K-punk at large, pt.03
Por Simon Hammond
7 O início de um movimento?
A singularidade de Realismo Capitalista não residia apenas nos traços mais gerais de suas análises, por mais poderosas que fossem, mas na força polêmica com a qual enfrentava as repercussões afetivas do neoliberalismo. Essa potência foi sentida imediatamente por aqueles que atingiram a maioridade sob o governo neoliberal, uma geração para a qual, como assinalou Fisher, o “capitalismo ocupava integralmente os horizontes do pensável”. Para um jovem escritor, que se tornaria um futuro colaborador da Zero Books, era “um chamado espiritual às armas”, “que diagnosticava o problema neoliberal e reimaginava a solução socialista com a força de uma revelação”, contornando anos de “cobertura pós- moderna” para oferecer uma base para a ação e uma razão para ter esperança; depois de tanto tempo debaixo d’água, “sentíamos que voltávamos à superfície para respirar”. Enquanto Realismo Capitalista desenvolvia temas de Jameson e Zizek, baseando-se neles, carregava, além disso, uma carga emocional ausente nos escritos desses últimos, uma sensação de que o autor vivenciava profundamente esse mal-estar contemporâneo, seja através da experiência de seus alunos, seja das pessoas privadas de apoio que haviam colapsado sob as “condições terrivelmente instáveis do pós-fordismo”. Zizek mesmo endossou o livro como “simplesmente o melhor diagnóstico sobre o imbróglio em que nos metemos”.

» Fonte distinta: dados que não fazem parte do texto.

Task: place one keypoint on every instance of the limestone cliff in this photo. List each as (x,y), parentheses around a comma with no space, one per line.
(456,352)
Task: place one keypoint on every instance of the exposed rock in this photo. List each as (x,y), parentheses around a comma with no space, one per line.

Apenas um ano depois de sua publicação, protestos estudantis eclodiram em todo o Reino Unido contra os aumentos nas taxas de matrícula impostas pela nova coalizão liberal- conservadora. Entusiasmado pela repentina eflorescência, Fisher descreveu as ocupações “que brotavam em todos os lugares como flores silvestres inesperadas”. “A única coisa com a qual eu posso comparar a situação atual”, escreveu em K-Punk, depois de se juntar aos protestos, é com a saída de um estado de depressão profunda. Esse foi o primeiro de uma série de eventos desestabilizadores na política britânica – desordem nas ruas, escândalos nos altos escalões – que Fisher examinou com a esperança de uma mudança no clima político, o tempo todo refletindo sobre a persistência do neoliberalismo (“arrasta-se como um zumbi, mas, como bem sabem os fãs de filmes de zumbis, às vezes é mais difícil matar um zumbi do que uma pessoa viva”). Contribuindo para a renovação das ações de oposição, Fisher escreveu e falou profusamente em reuniões e eventos durante esse período, produzindo uma ampla variedade de postagens em seu blog e artigos politicamente comprometidos sobre a fortuna e as estratégias dos movimentos de protesto; sobre austeridade, sobre o estado de bem-estar e o governo conservador; sobre o capitalismo comunicativo e a tecnologia; sobre neoliberalismo e democracia.
O sucesso inesperado de Realismo Capitalista transformou-o no principal título da nova editora de Goddard, Zero Books, e o pioneiro de uma série de livros sucessivos lançados por outros intelectuais de esquerda vindos da blogosfera: The Meaning of David Cameron (2010), de Richard Seymour, One-Dimensional Woman (2009), de Nina Power, e Militant Modernism (2009), de Owen Hatherley. Intimamente envolvido no projeto, o toque editorial de Fisher era inconfundível, expressando-se no manifesto da editora, que antagonizava com o “anti-intelectualismo cretino” e o “conformismo banal” da culturacontemporânea e afirmava seu compromisso com uma obra que fosse “intelectual sem ser acadêmica, popular sem ser populista”. O objetivo era fundar um “espaço paralelo, entre a teoria e a cultura popular, entre o ciberespaço e a universidade”.
Fisher voltou a fazer parte, uma vez mais, de uma animada constelação intelectual, agora mais expressivamente política, equivalente talvez à subcultura de esquerda que surgiu no Brooklyn durante a mesma época, igualmente estimulada pelos protestos após a crise financeira. Nos dois casos, surgia uma nova geração de intelectuais com a sensação de que, no jornalismo, no mundo editorial e na academia existentes, não havia espaço disponível para pessoas como eles, que estavam dispostos a desenvolver suas próprias instituições. Entre outras distinções, a manifestação londrina do fenômeno era bastante mais acanhada e empobrecida, refletindo o impacto de 30 anos de comercialização e austeridade nas universidades e no cenário cultural; por necessidade, era menos orientada para o jornalismo de prestígio e seus meios preferidos eram os blogs, livros semelhantes a panfletos e, posteriormente, os podcasts e os vídeos.